Literature Graveyard: Which Cemetery is the Most Literary?
by Gabe Habash
Last month, we posted an article detailing some very strange ways that authors have met their end. The morbid side of literature got us thinking about the final resting places of authors, so we did some research and uncovered the cemeteries that can boast the most about the literary quality of their residents. Read on for more gloom.
Sleepy Hollow Cemetery is likely America’s greatest literary cemetery.

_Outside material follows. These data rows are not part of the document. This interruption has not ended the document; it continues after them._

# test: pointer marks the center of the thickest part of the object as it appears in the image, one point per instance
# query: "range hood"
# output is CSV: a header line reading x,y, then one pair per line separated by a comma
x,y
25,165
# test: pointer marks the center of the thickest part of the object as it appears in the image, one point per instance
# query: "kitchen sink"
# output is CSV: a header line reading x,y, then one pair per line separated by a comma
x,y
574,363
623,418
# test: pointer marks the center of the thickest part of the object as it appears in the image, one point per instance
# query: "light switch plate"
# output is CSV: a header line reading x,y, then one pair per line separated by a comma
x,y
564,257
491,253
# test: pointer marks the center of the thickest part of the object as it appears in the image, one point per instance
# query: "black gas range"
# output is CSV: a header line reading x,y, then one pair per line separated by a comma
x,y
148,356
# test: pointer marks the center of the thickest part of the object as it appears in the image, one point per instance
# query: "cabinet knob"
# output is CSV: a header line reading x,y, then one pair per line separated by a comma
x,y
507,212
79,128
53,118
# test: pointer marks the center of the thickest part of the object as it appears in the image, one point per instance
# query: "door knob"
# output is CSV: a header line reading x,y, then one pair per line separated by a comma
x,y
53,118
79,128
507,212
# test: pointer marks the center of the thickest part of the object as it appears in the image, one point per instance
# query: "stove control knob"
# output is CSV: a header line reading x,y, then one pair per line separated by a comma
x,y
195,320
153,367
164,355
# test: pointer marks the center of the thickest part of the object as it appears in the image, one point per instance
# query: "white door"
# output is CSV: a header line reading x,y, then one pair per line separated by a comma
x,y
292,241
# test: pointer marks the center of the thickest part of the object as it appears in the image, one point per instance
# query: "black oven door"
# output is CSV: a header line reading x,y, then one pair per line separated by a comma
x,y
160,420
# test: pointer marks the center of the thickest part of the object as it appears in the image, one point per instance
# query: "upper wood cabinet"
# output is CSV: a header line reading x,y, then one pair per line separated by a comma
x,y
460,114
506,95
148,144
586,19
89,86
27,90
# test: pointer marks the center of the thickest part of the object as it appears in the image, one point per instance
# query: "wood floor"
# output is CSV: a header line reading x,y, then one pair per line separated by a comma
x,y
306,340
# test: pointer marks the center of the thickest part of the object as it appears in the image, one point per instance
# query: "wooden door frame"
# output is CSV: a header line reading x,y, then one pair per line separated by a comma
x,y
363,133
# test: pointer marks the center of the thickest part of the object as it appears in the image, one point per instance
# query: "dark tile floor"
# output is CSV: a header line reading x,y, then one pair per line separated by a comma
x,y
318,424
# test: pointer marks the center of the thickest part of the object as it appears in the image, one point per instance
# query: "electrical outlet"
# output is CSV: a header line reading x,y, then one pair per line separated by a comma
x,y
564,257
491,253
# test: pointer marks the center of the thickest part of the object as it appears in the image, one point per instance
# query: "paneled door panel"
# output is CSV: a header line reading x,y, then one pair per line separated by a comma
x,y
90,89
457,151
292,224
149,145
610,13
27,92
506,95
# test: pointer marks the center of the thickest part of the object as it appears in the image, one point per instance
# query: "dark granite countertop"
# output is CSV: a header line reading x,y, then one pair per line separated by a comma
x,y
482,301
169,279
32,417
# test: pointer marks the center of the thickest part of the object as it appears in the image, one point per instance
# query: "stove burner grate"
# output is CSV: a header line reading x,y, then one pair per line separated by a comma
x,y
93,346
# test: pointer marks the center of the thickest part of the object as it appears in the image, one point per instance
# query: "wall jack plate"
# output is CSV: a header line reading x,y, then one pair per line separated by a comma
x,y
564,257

It’s located in Concord, Massachusetts has an area known as “Author’s Ridge.” The cemetery was dedicated in 1855, when Ralph Waldo Emerson gave its dedication speech.
Notable writer burials: Louisa May Alcott, William Ellery Channing, Ralph Waldo Emerson, Nathaniel Hawthorne, Richard Marius, Franklin Benjamin Sanborn, Henry David Thoreau.
Other notable burial: Daniel Chester French, sculptor of the Lincoln Memorial.
Novodevichy Cemetery outside Moscow has over 27,000 buried. Under Soviet reign, it was the second most prestigious cemetery behind the Kremlin Wall Necropolis. Today, only the most symbolic burials still occur there.
Notable writer burials: Mikhail Bulgakov, Anton Chekhov, Nikolai Gogol, Vladimir Mayakovsky.
Other notable burial: Boris Yeltsin.
Montparnasse Cemetery has been around since 1824 and is a big tourist attraction in the Montparnasse quarter of Paris. Since it opened, more than 300,000 people have been buried there, and 1,000 burials happen there every year.
Notable writer burials: Charles Baudelaire, Samuel Beckett, Eugène Ionesco, Guy de Maupassant, Jean-Paul Sartre, Susan Sontag, César Vallejo.
Other notable burial: Émile Durkheim.